Rats were prepared for intrathecal catheters under halothane anesthesia. Two days after catheterization, gabapentin (4, 40, or 400 μg per 20 μL of saline), diclofenac sodium, a nonselective cyclooxygenase inhibitor (2, 20, or 200 μg per 20 μL of 6% glucose), 20 μL saline, 20 μL 6% glucose, and a combination of gabapentin and diclofenac (40 μg gabapentin + 20 μg diclofenac and 4 μg gabapentin + 2 μg diclofenac per 20 μL 6% glucose) were injected intrathecally. We performed a hindpaw incision 30 minutes after injection. Each group consisted of 6 rats. The mechanical threshold was measured to evaluate secondary hyperalgesia using von Frey filaments before intrathecal catheterization and at 2 hours, and 1, 3, 5, and 7 days after paw incision.

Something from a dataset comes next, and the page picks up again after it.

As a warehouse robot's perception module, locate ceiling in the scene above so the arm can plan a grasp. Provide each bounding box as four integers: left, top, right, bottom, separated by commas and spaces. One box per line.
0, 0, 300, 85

Gabapentin 400 μg attenuated mechanical hyperalgesia for 7 days compared with the control group. Diclofenac 200 μg inhibited hyperalgesia for 5 days compared with the control group. The 40 μg gabapentin + 20 μg diclofenac group had a significantly reduced secondary hyperalgesic response in 2 hours and 1 day compared with 40 μg gabapentin and 20 μg diclofenac, respectively. The 4 μg gabapentin + 2 μg diclofenac group had a significantly reduced secondary hyperalgesic response in 2 hours and 1 day compared with 2 μg diclofenac. The withdrawal threshold on the contralateral paw did not change compared with the preincision threshold.
Intrathecal administration of gabapentin and diclofenac in combination reduced secondary hyperalgesia at doses having no antihyperalgesic effects when given individually. Our results suggest that gabapentin and diclofenac have an important role in postoperative pain reduction at the spinal level, and that gabapentin augments the antihyperalgesic effects of diclofenac through action in the spinal cord.